Serum cholesterol level correlated positively with BMI at baseline. In the longitudinal analyses, part of the CHD mortality risk associated with overweight was mediated through serum cholesterol. Overweight was associated with increased CHD mortality both in high- and low-cholesterol groups. Even though we did not assess the effect of weight change on serum cholesterol level, it can be assumed that weight reduction also decreases serum cholesterol level.14 38 Therefore, weight control probably can prevent CHD mortality more than is estimated from analysis of BMI alone.

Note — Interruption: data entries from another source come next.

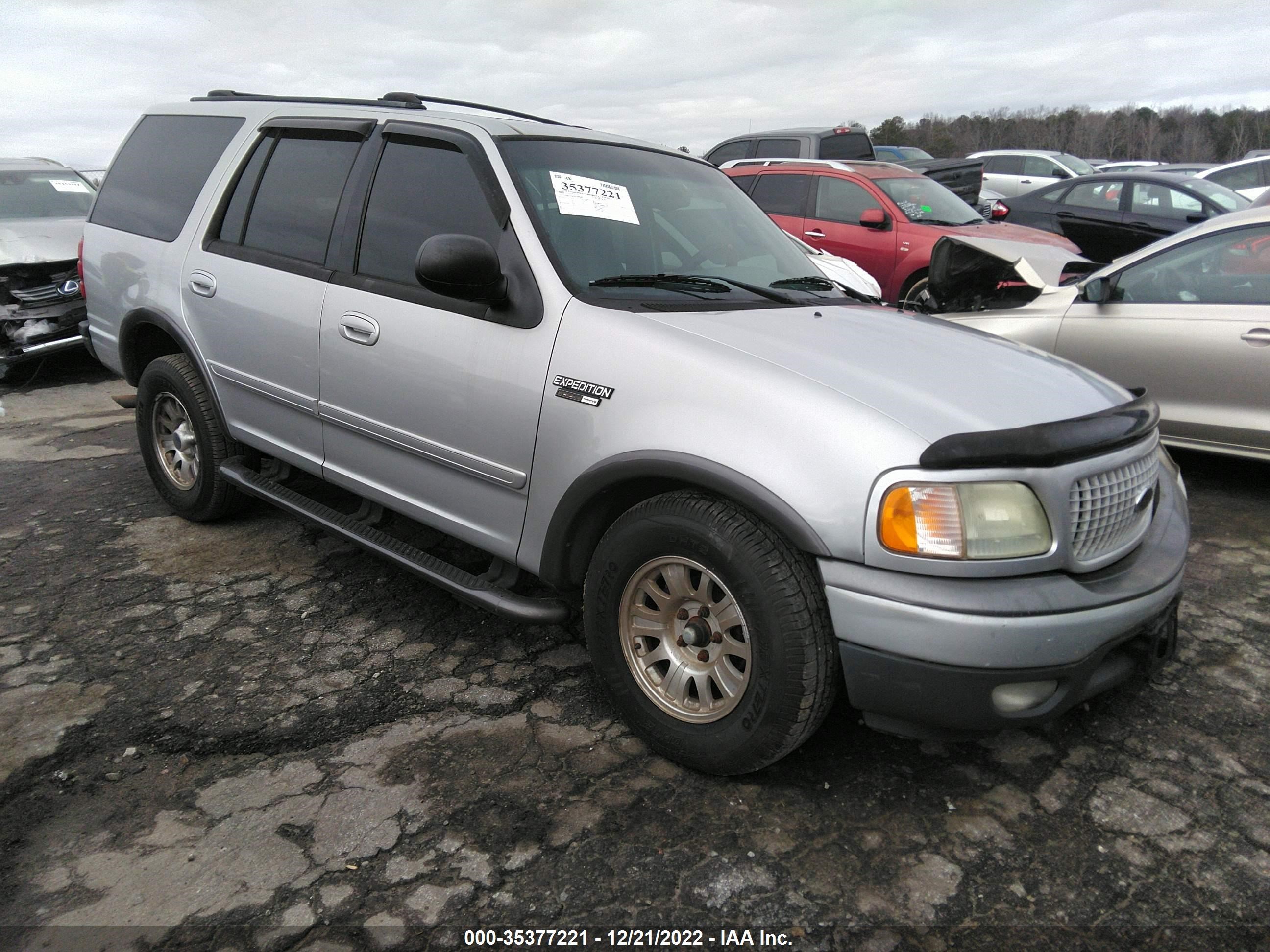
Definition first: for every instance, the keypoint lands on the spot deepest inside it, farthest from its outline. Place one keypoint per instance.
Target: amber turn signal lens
(923, 521)
(898, 524)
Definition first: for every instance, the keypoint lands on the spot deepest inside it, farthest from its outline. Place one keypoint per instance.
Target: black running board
(460, 584)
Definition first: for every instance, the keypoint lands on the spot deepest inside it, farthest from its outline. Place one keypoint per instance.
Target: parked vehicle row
(1108, 215)
(850, 143)
(879, 215)
(1188, 318)
(605, 366)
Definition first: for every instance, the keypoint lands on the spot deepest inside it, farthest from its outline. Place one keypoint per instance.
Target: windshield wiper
(818, 284)
(812, 282)
(684, 284)
(746, 286)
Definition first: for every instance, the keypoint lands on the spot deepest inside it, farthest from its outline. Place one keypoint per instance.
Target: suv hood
(39, 240)
(934, 378)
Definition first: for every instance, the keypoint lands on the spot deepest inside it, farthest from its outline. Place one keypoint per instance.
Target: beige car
(1187, 318)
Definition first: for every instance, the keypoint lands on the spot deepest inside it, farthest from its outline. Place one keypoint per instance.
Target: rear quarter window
(157, 177)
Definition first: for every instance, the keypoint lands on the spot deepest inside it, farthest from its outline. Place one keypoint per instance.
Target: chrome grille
(1103, 508)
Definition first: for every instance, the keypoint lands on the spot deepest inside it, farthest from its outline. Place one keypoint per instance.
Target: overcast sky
(75, 75)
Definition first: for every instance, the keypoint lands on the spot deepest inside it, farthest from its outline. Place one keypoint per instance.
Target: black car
(1112, 215)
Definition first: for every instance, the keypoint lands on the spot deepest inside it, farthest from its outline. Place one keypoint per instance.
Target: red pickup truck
(879, 215)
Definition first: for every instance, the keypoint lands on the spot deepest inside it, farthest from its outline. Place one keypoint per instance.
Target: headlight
(964, 521)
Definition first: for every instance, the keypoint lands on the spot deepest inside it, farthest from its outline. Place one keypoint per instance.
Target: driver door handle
(1258, 337)
(360, 329)
(202, 284)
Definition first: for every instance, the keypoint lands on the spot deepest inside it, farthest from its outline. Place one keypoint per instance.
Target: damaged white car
(1188, 318)
(42, 211)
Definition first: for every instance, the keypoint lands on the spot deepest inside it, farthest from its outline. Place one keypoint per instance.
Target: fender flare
(564, 561)
(142, 316)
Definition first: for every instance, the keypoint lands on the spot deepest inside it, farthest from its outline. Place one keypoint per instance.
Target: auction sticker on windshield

Our results are in agreement with the well-documented association between body weight and BP.9 14 17 18 19 20 21 22 23 24 Several studies showed that hypertension is more common in obese than in lean persons. Body weight also correlates with BP within the so-called normotensive range of BP. In longitudinal studies, weight gain is independently related to increased BP.18 19 20 Among people with slightly increased BP (borderline hypertension), long-term intervention with weight loss has been shown to be effective in the prevention of hypertension.21 Since obesity is the strongest determinant of hypertension, weight control could be the most effective way to prevent hypertension in a population and to reduce BP among overweight hypertensive subjects.
In the present study, a substantial part of the CHD mortality risk associated with BMI was mediated through the association between body weight and BP, as the BMI-associated risk of CHD mortality decreased when systolic BP was added to the model. Nevertheless, this finding does not diminish the practical value of weight control as an integral part of cardiovascular disease prevention. To the contrary, it is a very strong argument for nonpharmacological control and prevention of high BP.
Some studies39 40 suggested that lean hypertensive subjects may have a higher risk of cardiovascular disease than obese hypertensive subjects. In the current study, the risk of CHD death did not increase much as BMI increased among hypertensive subjects. It is likely that there are several etiologic subtypes of hypertension. A fraction of hypertensive subjects may have a genetic predisposition to hypertension that is independent of body weight. On the other hand, it has been observed that at least part of the excess mortality among lean hypertensive subjects is due to deleterious lifestyles, such as smoking and excessive alcohol intake.41 Among the majority of hypertensive patients who are also overweight, overweight is probably the central factor in the origin of hypertension. Estimating the effect of weight control on CHD mortality among hypertensive subjects should not be based on BMI level alone but also on its simultaneous effect on BP.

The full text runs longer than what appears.